Il Governatore, infuriato, gli dette un forte calcio nel ventre: il Vochieri legato com'era, gli sputò in faccia. Per un raffinamento quasi incredibile di crudeltà, l'infelice fu fatto passare, mentre era condotto alla morte, sotto le finestre della sua propria casa, affinché la moglie, la sorella e due giovani figli potessero essere testimoni di quella vista straziante. Non soldati, ma aguzzini di galeotti, furono scelti per fucilarlo, e il Governatore, in gran divisa, volle assistere alla esecuzione, seduto su un cannone.
Ma io m'accorgo d'avere anticipato gli eventi. Torciamo i nostri occhi da questi orrori, e preghiamo Dio che i tempi nei quali furono potuti commettere, non abbiano a tornare mai più.
CAPITOLO XXXIII
E un altro la scampa bella;
il che m'induce a pensare alla mia salvezza
Una sera sui primi di giugno me ne tornavo a casa. Non erano ancora le dieci, e le strade erano deserte, le botteghe chiuse e la lugubre solitudine non interrotta che dai frequenti: "Chi va là" delle sentinelle, e dal passo misurato dei Carabinieri che pattugliavano a due a due.
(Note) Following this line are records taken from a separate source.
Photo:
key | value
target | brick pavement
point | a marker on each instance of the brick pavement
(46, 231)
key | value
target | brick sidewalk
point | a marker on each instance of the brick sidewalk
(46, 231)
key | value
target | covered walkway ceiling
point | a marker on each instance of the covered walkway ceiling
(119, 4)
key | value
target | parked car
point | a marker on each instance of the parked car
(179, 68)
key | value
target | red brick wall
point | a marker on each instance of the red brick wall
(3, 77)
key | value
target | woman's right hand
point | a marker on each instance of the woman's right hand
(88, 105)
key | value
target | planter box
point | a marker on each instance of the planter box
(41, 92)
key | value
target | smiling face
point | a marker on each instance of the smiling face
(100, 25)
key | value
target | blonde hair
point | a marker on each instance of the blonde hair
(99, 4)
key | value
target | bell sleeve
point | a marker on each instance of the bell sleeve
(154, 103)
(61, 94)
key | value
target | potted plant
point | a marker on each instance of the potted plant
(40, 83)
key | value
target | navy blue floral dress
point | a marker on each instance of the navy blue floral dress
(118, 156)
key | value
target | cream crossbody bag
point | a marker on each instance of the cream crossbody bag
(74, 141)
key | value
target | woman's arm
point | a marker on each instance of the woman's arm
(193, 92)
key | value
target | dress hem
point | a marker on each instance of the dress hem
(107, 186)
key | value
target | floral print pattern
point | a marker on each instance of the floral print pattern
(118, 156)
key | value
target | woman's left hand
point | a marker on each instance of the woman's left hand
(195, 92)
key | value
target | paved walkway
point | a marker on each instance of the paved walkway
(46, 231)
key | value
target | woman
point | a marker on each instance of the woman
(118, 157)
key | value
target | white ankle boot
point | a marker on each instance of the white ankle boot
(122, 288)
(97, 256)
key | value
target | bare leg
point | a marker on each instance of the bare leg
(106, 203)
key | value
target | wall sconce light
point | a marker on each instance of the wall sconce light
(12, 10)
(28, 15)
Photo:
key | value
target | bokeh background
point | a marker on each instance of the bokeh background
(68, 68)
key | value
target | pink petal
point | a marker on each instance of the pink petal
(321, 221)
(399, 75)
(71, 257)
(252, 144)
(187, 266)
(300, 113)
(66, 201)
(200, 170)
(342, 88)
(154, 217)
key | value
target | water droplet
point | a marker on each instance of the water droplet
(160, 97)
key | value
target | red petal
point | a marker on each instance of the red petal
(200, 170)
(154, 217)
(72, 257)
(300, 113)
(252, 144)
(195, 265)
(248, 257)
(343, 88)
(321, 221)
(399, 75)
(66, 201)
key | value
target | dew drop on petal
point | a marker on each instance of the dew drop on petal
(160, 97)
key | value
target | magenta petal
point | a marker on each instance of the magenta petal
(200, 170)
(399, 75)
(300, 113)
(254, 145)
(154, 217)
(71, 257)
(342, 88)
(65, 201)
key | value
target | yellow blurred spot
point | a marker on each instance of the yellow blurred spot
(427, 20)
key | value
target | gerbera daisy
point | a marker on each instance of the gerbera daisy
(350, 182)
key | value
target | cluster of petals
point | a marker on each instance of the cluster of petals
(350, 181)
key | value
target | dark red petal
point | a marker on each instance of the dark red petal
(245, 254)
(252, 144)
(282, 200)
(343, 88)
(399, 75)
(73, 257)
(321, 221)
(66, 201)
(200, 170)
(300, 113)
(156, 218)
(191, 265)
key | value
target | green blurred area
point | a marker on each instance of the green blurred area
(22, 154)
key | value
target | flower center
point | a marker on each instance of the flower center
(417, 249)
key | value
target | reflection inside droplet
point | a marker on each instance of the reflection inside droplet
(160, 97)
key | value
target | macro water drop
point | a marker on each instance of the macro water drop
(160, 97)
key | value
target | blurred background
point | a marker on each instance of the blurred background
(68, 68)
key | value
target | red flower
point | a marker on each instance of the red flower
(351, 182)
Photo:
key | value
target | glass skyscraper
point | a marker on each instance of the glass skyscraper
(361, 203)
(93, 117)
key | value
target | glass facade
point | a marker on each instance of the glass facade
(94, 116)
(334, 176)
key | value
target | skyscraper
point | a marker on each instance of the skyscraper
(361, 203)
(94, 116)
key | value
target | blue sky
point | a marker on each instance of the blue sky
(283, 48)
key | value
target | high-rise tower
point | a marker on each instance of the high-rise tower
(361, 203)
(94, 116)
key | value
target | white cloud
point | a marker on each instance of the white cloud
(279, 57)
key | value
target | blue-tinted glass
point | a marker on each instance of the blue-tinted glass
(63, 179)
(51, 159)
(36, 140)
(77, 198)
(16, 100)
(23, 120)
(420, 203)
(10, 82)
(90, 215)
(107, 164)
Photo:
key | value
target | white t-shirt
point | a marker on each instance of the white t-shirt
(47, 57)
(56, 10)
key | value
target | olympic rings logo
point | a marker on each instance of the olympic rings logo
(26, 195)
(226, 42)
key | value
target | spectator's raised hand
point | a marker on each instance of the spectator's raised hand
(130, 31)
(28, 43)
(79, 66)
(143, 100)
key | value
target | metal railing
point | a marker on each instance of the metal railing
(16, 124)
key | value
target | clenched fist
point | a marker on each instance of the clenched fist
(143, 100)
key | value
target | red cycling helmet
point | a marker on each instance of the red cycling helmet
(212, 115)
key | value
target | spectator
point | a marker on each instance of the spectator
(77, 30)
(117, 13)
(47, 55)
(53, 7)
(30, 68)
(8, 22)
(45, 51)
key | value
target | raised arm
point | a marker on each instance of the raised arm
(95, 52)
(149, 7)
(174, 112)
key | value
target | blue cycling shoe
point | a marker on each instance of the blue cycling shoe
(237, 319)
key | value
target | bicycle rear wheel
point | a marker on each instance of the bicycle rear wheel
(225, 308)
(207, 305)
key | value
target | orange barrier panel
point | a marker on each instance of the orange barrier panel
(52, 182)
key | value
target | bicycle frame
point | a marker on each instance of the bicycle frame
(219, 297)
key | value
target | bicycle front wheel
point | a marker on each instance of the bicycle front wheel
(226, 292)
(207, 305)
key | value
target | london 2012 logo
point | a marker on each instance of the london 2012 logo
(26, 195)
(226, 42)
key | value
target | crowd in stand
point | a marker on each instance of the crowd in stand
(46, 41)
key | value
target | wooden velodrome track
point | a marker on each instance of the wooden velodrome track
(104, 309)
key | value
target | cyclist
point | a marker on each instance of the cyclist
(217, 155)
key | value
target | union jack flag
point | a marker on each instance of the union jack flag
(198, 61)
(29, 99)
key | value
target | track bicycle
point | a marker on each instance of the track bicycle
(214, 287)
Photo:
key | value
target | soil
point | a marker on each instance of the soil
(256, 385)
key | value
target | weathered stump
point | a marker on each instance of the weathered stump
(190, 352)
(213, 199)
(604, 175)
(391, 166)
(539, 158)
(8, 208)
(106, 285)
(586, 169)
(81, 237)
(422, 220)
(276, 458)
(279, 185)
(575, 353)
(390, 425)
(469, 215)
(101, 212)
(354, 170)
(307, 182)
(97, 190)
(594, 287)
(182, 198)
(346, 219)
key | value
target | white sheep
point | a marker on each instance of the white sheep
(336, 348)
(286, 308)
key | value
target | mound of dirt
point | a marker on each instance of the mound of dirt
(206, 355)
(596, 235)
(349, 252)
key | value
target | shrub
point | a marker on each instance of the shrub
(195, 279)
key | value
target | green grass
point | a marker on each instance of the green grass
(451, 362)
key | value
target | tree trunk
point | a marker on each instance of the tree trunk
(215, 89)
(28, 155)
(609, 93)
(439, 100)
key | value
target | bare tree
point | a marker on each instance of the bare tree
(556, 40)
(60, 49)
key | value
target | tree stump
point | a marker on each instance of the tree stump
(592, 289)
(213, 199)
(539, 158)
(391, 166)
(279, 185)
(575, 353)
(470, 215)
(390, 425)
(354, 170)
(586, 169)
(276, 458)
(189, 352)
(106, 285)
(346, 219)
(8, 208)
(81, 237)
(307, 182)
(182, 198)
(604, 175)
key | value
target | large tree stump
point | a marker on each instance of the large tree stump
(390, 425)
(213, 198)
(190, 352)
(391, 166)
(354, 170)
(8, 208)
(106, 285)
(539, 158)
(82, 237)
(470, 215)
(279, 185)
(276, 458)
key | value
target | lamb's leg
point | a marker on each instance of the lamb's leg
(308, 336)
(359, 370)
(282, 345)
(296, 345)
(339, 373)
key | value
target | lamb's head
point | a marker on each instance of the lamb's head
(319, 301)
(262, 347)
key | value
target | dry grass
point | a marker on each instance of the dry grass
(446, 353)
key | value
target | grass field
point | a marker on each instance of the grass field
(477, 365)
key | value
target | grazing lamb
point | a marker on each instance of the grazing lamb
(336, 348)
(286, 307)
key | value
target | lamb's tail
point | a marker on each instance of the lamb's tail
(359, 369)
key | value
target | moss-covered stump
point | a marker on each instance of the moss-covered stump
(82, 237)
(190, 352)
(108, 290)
Io camminavo con passo pesante e col cuore più pesante ancora. Ogni giorno del mese passato aveva arrecato qualche nuova sventura. Recenti arresti erano stati fatti a Genova, Torino, Alessandria, Chambéry, Nizza, Mondovì e Cuneo. La Commissione d'inchiesta, nominata dal re, aveva deliberato che i prigionieri fossero giudicati da una corte marziale. Il Principe d'Urbino s'era salvato per miracolo. Poche sere innanzi, tornando a casa, l'aveva trovata piena di Carabinieri andati per arrestarlo.